Essie is a beautiful woman, and one of the joys of being married to her for five years is that every year she looks better to me than the year before. She put her arm around my neck as we walked toward the dining porch and turned her head to look at me. “What’s matter, Robin?” she asked.
“Nothing’s the matter, dear S. Ya.,” I said. “Only I was planning to invite you to shower with me after lunch.”
“You are randy old goat, old man,” she said severely. “What is wrong with showering after dark, when we will then naturally and inevitably go to bed?”
“By dark I have to be in Washington. And tomorrow you’re off to Tucson for your conference, and this weekend I have to go for my medical. It doesn’t matter, though.”
She sat down at the table. “You are also pitifully bad liar,” she observed. “Eat quickly, old man. One cannot take too many showers, after all.”
I said, “Do you know, Essie, that you are a thoroughly sensual creature? It’s one of your finest traits.”
The quarterly statement on my food mines holdings was on my desk file in my Washington suite before breakfast.
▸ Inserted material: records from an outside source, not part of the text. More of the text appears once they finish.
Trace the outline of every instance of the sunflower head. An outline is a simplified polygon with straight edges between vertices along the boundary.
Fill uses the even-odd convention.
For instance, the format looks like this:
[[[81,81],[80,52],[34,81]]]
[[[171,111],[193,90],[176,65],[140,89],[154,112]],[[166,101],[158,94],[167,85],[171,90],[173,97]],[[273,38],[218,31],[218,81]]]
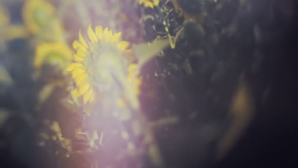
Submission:
[[[44,0],[26,0],[23,6],[25,25],[32,34],[47,32],[51,34],[49,37],[62,36],[63,28],[55,14],[54,6]]]
[[[7,9],[0,4],[0,28],[8,25],[10,20]]]
[[[121,40],[121,32],[113,33],[100,26],[94,29],[89,26],[89,39],[85,40],[80,30],[79,40],[74,42],[75,62],[70,64],[67,71],[71,72],[76,84],[74,97],[82,97],[84,104],[95,100],[96,86],[108,83],[111,78],[111,71],[120,72],[122,69],[119,67],[125,67],[125,58],[119,56],[128,52],[126,48],[129,43]]]
[[[159,0],[138,0],[139,4],[143,4],[145,7],[154,8],[158,5]]]
[[[199,0],[173,0],[175,11],[187,20],[196,22],[203,22],[205,16],[203,9],[203,4]]]
[[[0,4],[0,41],[12,40],[17,38],[25,38],[27,31],[21,24],[10,23],[10,16],[6,8]]]
[[[42,43],[35,49],[33,65],[40,68],[44,63],[65,68],[72,58],[72,52],[64,43]]]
It was even worse than I had expected; at least two million dollars had burned up under the Wyoming hills, and another fifty thousand or so more was smoldering away every day until they got the fire all out. If they ever did. It did not mean I was in trouble, but it might mean that a certain amount of easy credit would no longer be easy. And not only did I know it, but by the time I got to the Senate hearing room it appeared that all of Washington knew it too. I testified quickly, along the same lines I had testified before, and when I was through Senator Praggler recessed the hearing and took me out to brunch. “I can’t figure you out, Robin,” he said. “Didn’t your fire change your mind about anything?”
“No, why should it? I’m talking about the long pull.”
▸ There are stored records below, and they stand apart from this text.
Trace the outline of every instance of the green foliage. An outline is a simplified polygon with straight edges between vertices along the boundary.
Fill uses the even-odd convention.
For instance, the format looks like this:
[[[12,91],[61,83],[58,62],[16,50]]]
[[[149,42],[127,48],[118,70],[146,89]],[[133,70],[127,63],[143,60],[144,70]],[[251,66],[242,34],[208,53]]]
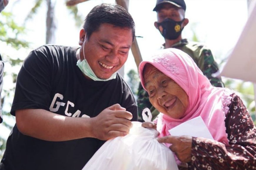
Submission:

He shook his head. “Here’s somebody with a sizeable position in food mine stocks-you-begging for higher taxes on the mines! Doesn’t make sense.”
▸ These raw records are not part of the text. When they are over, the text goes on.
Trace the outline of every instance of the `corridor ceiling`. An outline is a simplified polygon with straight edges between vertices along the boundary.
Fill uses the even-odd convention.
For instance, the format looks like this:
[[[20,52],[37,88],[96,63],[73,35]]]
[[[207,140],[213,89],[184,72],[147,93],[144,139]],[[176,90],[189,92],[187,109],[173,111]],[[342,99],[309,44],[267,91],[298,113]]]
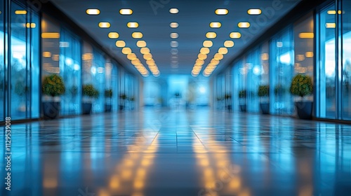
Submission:
[[[246,46],[261,36],[267,28],[272,27],[300,1],[51,0],[51,1],[105,48],[115,55],[121,63],[126,66],[131,66],[135,71],[137,70],[135,67],[138,68],[144,76],[154,77],[168,74],[192,74],[193,76],[197,76],[205,74],[206,76],[211,76],[210,74],[213,71],[219,69],[220,66],[226,66]],[[88,9],[98,9],[100,13],[88,15]],[[131,15],[122,15],[120,13],[121,9],[131,9],[133,13]],[[227,14],[217,15],[216,13],[217,9],[227,9]],[[248,10],[250,9],[260,9],[261,13],[249,15]],[[170,12],[176,12],[177,10],[178,13]],[[255,10],[253,11],[257,12]],[[104,22],[109,22],[110,27],[100,28],[99,23]],[[137,28],[129,28],[127,27],[128,22],[138,22],[138,26]],[[176,23],[171,24],[171,22],[178,23],[178,27],[172,28],[171,25],[175,25],[173,27],[177,25]],[[220,27],[211,27],[211,22],[220,22]],[[238,25],[239,22],[249,22],[250,27],[240,28]],[[134,23],[129,24],[135,25]],[[212,24],[218,27],[218,23]],[[118,38],[109,38],[110,32],[117,32]],[[141,32],[143,37],[133,38],[133,32]],[[208,34],[209,36],[216,36],[216,38],[206,38],[208,32],[216,33],[216,35]],[[240,33],[240,38],[231,38],[230,35],[232,32]],[[110,35],[116,37],[117,34]],[[232,35],[235,36],[238,34],[234,33]],[[146,52],[140,51],[140,48],[136,45],[137,41],[140,40],[145,41],[146,47],[150,49],[150,52],[147,49]],[[117,41],[124,41],[126,43],[125,47],[131,49],[131,52],[135,54],[140,63],[137,60],[133,62],[134,65],[132,64],[132,62],[126,55],[131,51],[124,49],[124,52],[126,54],[124,54],[123,48],[118,48],[116,46]],[[201,48],[204,48],[203,44],[205,41],[211,41],[213,46],[211,47],[206,46],[210,50],[206,56],[199,55]],[[219,62],[212,61],[209,67],[212,67],[212,70],[214,71],[211,71],[211,69],[208,68],[204,71],[214,58],[216,53],[218,52],[219,48],[225,48],[224,43],[226,41],[232,41],[234,46],[227,48],[227,53],[223,55],[222,59],[220,59],[221,55],[216,56],[220,59]],[[232,42],[227,41],[227,46],[231,46],[231,43]],[[201,52],[207,53],[206,50],[208,50],[203,49]],[[150,55],[144,56],[141,52],[150,52],[154,64],[152,60],[147,63],[145,58],[150,59]],[[220,52],[226,53],[227,51],[225,49],[222,49]],[[131,55],[129,57],[133,59],[133,56]],[[198,64],[195,66],[198,58],[205,57],[206,58],[204,62],[198,61]],[[141,64],[143,66],[140,66]]]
I explained it to him all over again. Taken as a whole, the food mines could easily afford to allocate, say, ten percent of their gross to restoring the Rockies after scooping out the shale. But no company could afford to do it on its own. If we did it, we’d just lose any competitive position, we’d be undersold by everybody else. “So if you put through the amendment, Tim,” I said, “we’ll all be forced to do it. Food prices will go up, yes-but not a lot. My accountants say no more than eight or nine dollars a year, per person. And we’ll have an almost unspoiled countryside again.”